Ensemble, il fonde le Groupe 70. Feu sur la peinture de papa ! On dissèque le tableau, le décompose, réinvente la peinture. Vivien bouscule les codes, s’empare de la toile et du cadre, la lacère, le déborde, s’affirme comme un coloriste hors pair, puissant et délicat.
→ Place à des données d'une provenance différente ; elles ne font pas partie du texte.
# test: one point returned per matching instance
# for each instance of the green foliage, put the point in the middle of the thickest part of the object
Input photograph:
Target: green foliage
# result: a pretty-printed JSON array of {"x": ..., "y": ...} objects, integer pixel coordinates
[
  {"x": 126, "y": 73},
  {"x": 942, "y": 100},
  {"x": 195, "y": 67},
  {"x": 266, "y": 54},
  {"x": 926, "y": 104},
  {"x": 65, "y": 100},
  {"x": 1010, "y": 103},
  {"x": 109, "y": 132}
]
Pour faire rayonner les couleurs avec plus de force, il travaille la matière, n’hésite pas à utiliser l’acide, l’huile de vidange, le goudron. Rien ne l’arrête. En 1973, il est à la Biennale de Paris avec le Groupe 70. Mais c’est le début de la fin. Il quitte le groupe. Il s’y sent à l’étroit. Il rêve d’espace, de liberté. Commence un long parcours solitaire où il va se réinventer.
Peindre, c’est méditer
En 1979, Vivien est nommé professeur aux Beaux-Arts de Tours. Il se passionne pour l’enseignement, il lit beaucoup, s’intéresse au tantrisme, à l’astrologie, à Jung, à Castaneda, mais aussi à la physique quantique. Il peint moins et s’attache à méditer, à penser, à mieux se connaître. Peindre pour lui, c’est « une émanation de soi-même ». Il est donc important de « travailler sur soi ». Fini le rationalisme à l’occidentale, le tantrisme lui enseigne l’identité de l’esprit et de la matière, de l’individu et du monde. La physique quantique bouscule la notion de cause à effet, démontrant qu’il y a une interaction entre celui qui observe et ce qui est observé. Le physicien Fritjof Capra, dans le Tao et la physique (1975), lui révèle la conjonction de la science et des théories orientales. « L’univers, écrit-il, est une danse cosmique ininterrompue. C’est un système composé d’éléments inséparables, sans cesse en mouvement, animés par un continuel processus d’interaction. L’observateur en fait partie. Ce système (…) transcende le langage ordinaire et la logique raisonnante. » Jung ouvre à Vivien la voie des archétypes, les « images primordiales » qui structurent la psyché inconsciente. L’astrologie lui livre les arcanes de la personnalité, jette des ponts vers le futur. Finie la déconstruction du tableau, Vivien s’emploie à redéfinir l’acte de peindre. Ce n’est plus le jaillissement d’une subjectivité sur le mode romantique, mais le résultat d’un éveil de la conscience, qui permet à l’artiste de dissiper « le voile de la distraction » pour libérer « la chaleur de l’essentiel ». Vivien épure, flirte avec le monochrome. Il utilise aussi des figures géométriques simples : le carré, le damier ou encore le cercle, qui domine ses dernières livraisons. Il reprend ainsi la tradition du tondo en honneur à la Renaissance. Mais le cercle, c’est aussi la boucle, le symbole de l’univers, le mandala, figure
centrale du spiritualisme bouddhiste, support et vecteur de méditation. Vivien tend lui-même la toile de ses tondi, qu’il « maroufle » avec du papier sur lequel il peint… Distribuée dans de « justes proportions », la couleur prend un éclat intense, puissant, divinatoire. Elle n’écrase pas, elle dilate, nous ouvre le regard, nous incite à la contemplation, nous insuffle énergie, paix et sérénité. La lumière qui s’en dégage évoque la Méditerranée où Vivien a gardé ses attaches. C’est « le vert paradis des amours enfantines ». La pénombre tranquille du grand jardin de la maison familiale sur les collines de Nice, où il vit et travaille. Le soleil qui se glisse à travers le feuillage des arbres pour allumer ici et là, des scintillements qui ont l’évidence de la vérité : esprit et matière, instant et éternité, tout et partie, fusionnés dans l’unité retrouvée.